I'm a huge Margot Livesey fan. I read all her books and here's what I love about her: she writes about the small cruelties of everyday people in their everyday lives; the little misdemeanors and the larger betrayals, which all add up to make us better or worse people and push us closer or further apart.
Homework is about the struggle between woman and child for the heart of the same man when the woman moves in with the man, who's her boyfriend, and his daughter. How cruel children can be when they feel threatened and how easily adults can revert to childish behavior when they fear losing something they think they want or don't want someone else to have.
I really enjoyed the last two books I read by Livesey, and was hoping for more of the same in "Homework." Unfortunately, I was thoroughly disappointed. I felt the ending scene with the cat was unnecessary; a similar ending could have been achieved without the cat dying. And, although I love minutiae, there was simply too much in this book and I found myself skipping whole sections. I think this was one of Livesey's first books, and her books have certainly improved.
This entire review has been hidden because of spoilers.

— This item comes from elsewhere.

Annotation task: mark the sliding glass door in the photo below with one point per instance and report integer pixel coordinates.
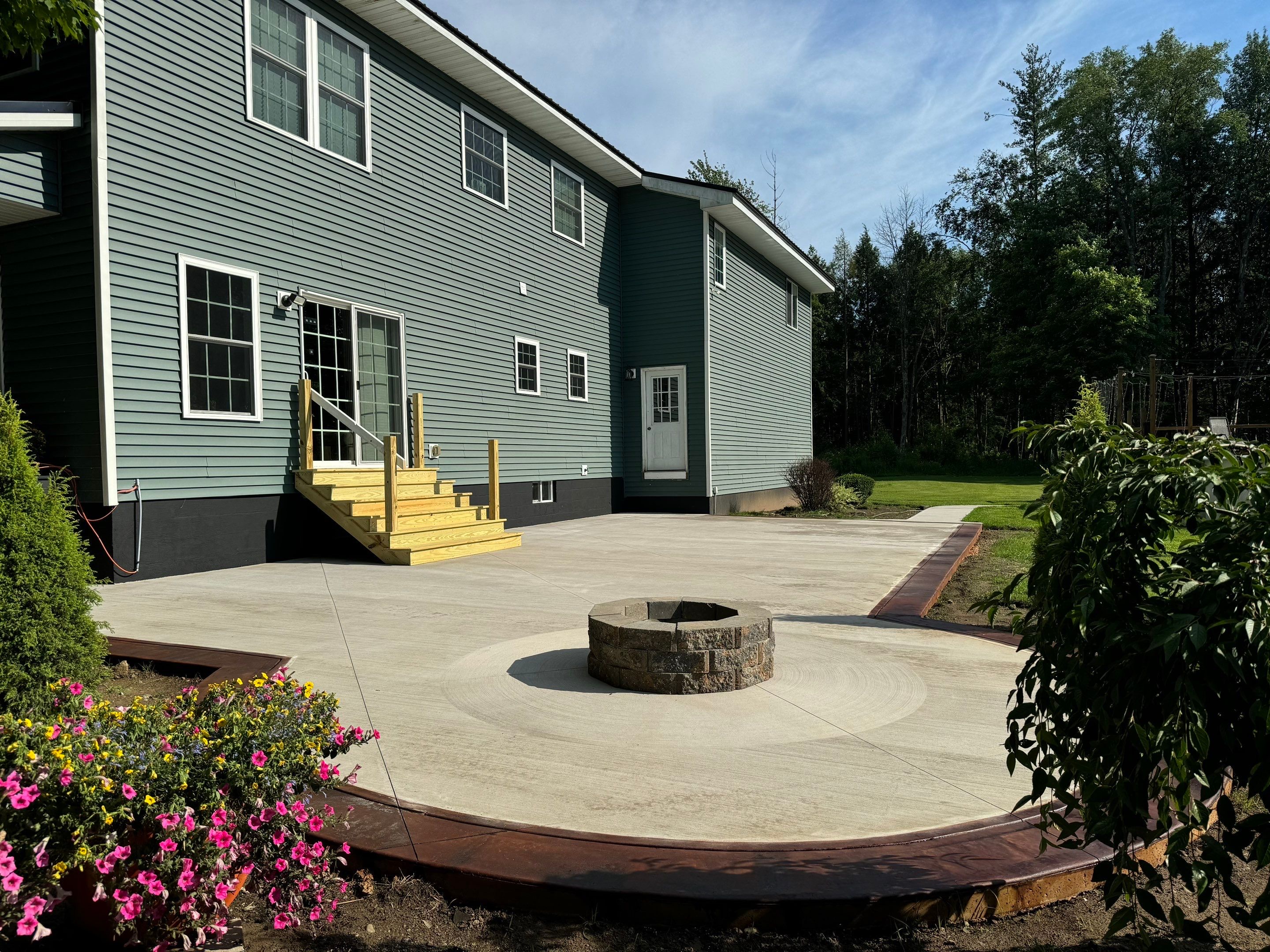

I wanted to love this book because at times I really thought it was good and it could only get better. Then saddy it went in the opposite direction! This story was all over the place. There was NO ending! I feel frustrated and that is how I felt most of the time while reading this! It was UNSATISFYING! I feel I have waisted my time!
I think this was supposed to be a suspenseful novel that makes the reader wonder what is really happening, but it felt to me like the story was basically "Woman rushes into a relationship with a man she can't communicate with." I felt angry at all the characters except the little girl, even though she was the only one actively hurting someone.
I think I understand what it's like to be a young woman unsure of herself and her relationship with a man better than I ever did before after reading this book. The child seems to me to be just a device to bring out the character of the woman who has moved in with her father. So, I am less concerned with what the child's motives may be than some of the other commenters.
The Bad Seed revisited, but less the horror of Satan and more the horror of failed human beings. You leave the book feeling sorry for the "bad seed" and everyone else--least sympathetic to the benighted father.
I'm giving this book 3 stars only because it kept me wanting to turn the pages. Ultimately it is disappointing ending and I came to hate the main character as most unsympathetic narrator. This book was like a so bad it's good Lifetime movie.
this book proves just how manipulative children can be! what a little brat but the story was slowww to get anywhere. page 60 before she even meets Stephen. I kept at it cuz the story was building to something and it did but let down.